While this works, it is somewhat inflexible in several respects:
- Training routines must be aware of the model architecture in order to select which parameters to freeze
- Specifying that a layer is frozen is often much more convenient to do at model construction time, particularly if the frozen layer is nested deeply inside the model
- It is not clear how the current approach would fit into the functional-style approach which is coming in v0.13, since
Params
would no longer be used at all (would one need to e.g.fmap
over a model and somehow mark specific layers as frozen before passing togradient
?)
For these reasons, I often find myself defining a Frozen
layer (similar to #1001) which looks something like this:
using Flux
using Flux: @adjoint
struct Frozen{F}
f::F
end
Flux.@functor Frozen # need functor for e.g. `fmap`
Flux.trainable(::Frozen) = NamedTuple() # no trainable parameters
# Something like `whitebox_apply` is required to explicitly treat `f` as a "white box":
# propagate gradients through `f`, but treat `f` itself as a constant functor
(l::Frozen)(xs...) = whitebox_apply(l.f, xs...)
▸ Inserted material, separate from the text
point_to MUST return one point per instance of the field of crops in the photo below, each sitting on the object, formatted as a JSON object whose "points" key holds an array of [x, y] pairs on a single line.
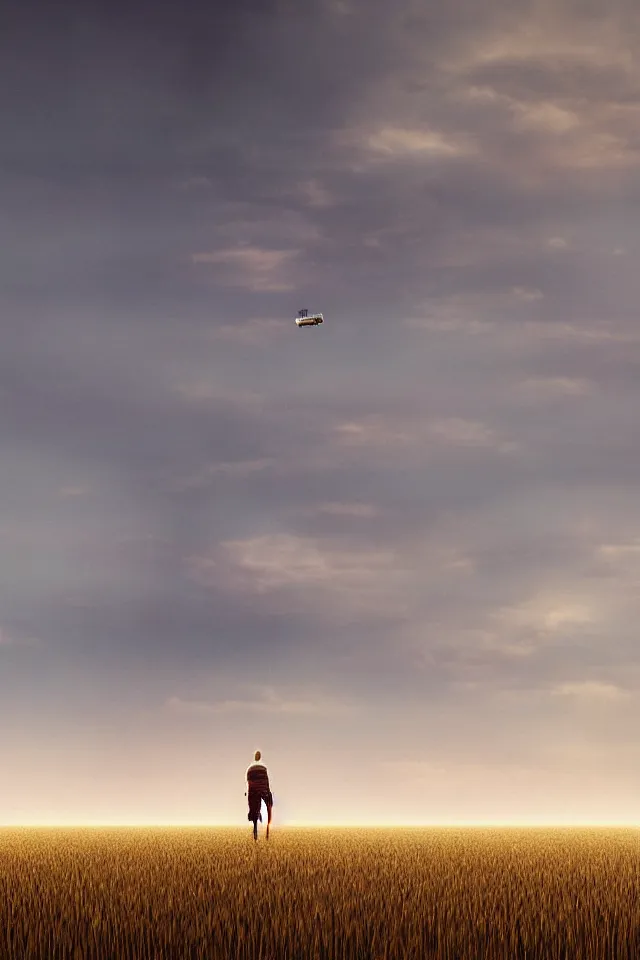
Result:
{"points": [[214, 893]]}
whitebox_apply(f, xs...) = f(xs...)
@adjoint function whitebox_apply(f, xs...)
y, J = Flux.pullback(f, xs...)
y, Δ -> (nothing, J(Δ)...)
end
A frozen layer l::Frozen
wraps a functor f
and has two properties:
l(x) = f(x)
is differentiable with respect tox
(as opposed to e.g.l(x) = dropgrad(f(x))
which would treatf(x)
as constant)f
is treated as a constant functor: gradients ofl(x)
with respect to parameters internal tof
return zero
Below is some test code to illustrate how this layer should behave:
Examples/tests
x = rand(Float32, 2)
l1 = Dense(2, 3, tanh)
l2 = Dense(3, 4, tanh)
l3 = Dense(4, 2, identity)
m0 = Chain(l1, l2, l3)
m1 = Chain(l1, Frozen(l2), l3) # identical to `m0` but with the middle layer frozen
p0 = Flux.params(m0)
p1 = Flux.params(m1)
pfree = Flux.params(l1, l3)
pfrozen = Flux.params(l2)
# Basics
@assert all(p ∈ p1 for p in pfree) # free params are present
@assert all(p ∉ p1 for p in pfrozen) # frozen params are not
∇p1 = gradient(() -> sum(m1(x)), pfrozen)
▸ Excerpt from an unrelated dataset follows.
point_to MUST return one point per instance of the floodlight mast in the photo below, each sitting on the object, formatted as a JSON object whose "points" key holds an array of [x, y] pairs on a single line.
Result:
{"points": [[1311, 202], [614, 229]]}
@assert all(∇p1[p] === nothing for p in pfrozen) # frozen params have zero gradients, even if passed to `gradient` explicitly
∇p1 = gradient(() -> sum(m1(x)), p1)
@assert all(haskey(∇p1, p) for p in pfree) # free params have gradients
@assert !any(haskey(∇p1, p) for p in pfrozen) # frozen params do not have gradients
∇p0 = gradient(() -> sum(m0(x)), p0)
@assert all(∇p0[p] ≈ ∇p1[p] for p in pfree) # gradients are equal for free params
# This loss is constant as a function of `pfree`: `m0` and `m1` co-vary exactly as `pfree` changes,
# and therefore the difference `m0(x) - m1(x)` is zero with zero gradient w.r.t. `pfree`.
# However, since `m1` is treated as a constant function of `pfrozen` but `m0` is not,
# the gradient of `m0(x) - m1(x)` is nonzero w.r.t. `pfrozen`.
loss = () -> sum(m0(x) - m1(x))
∇p0 = gradient(loss, p0)
@assert all(iszero(∇p0[p]) for p in pfree) # gradient == 0 for free parameters
@assert !any(iszero(∇p0[p]) for p in pfrozen) # gradient != 0 for frozen parameters
∇p1 = gradient(loss, p1)
@assert all(iszero(∇p1[p]) for p in pfree) # gradient == 0 for free parameters
@assert !any(haskey(∇p1, p) for p in pfrozen) # gradients not present for frozen parameters
@assert all(∇p0[p] ≈ ∇p1[p] for p in pfree) # gradients are equal for free params
If there is interest in including a layer like Frozen
into Flux I would be happy to make a PR. Of course, if there is an easy way to do what I'm describing which I have overlooked, please do let me know and I'll close this issue.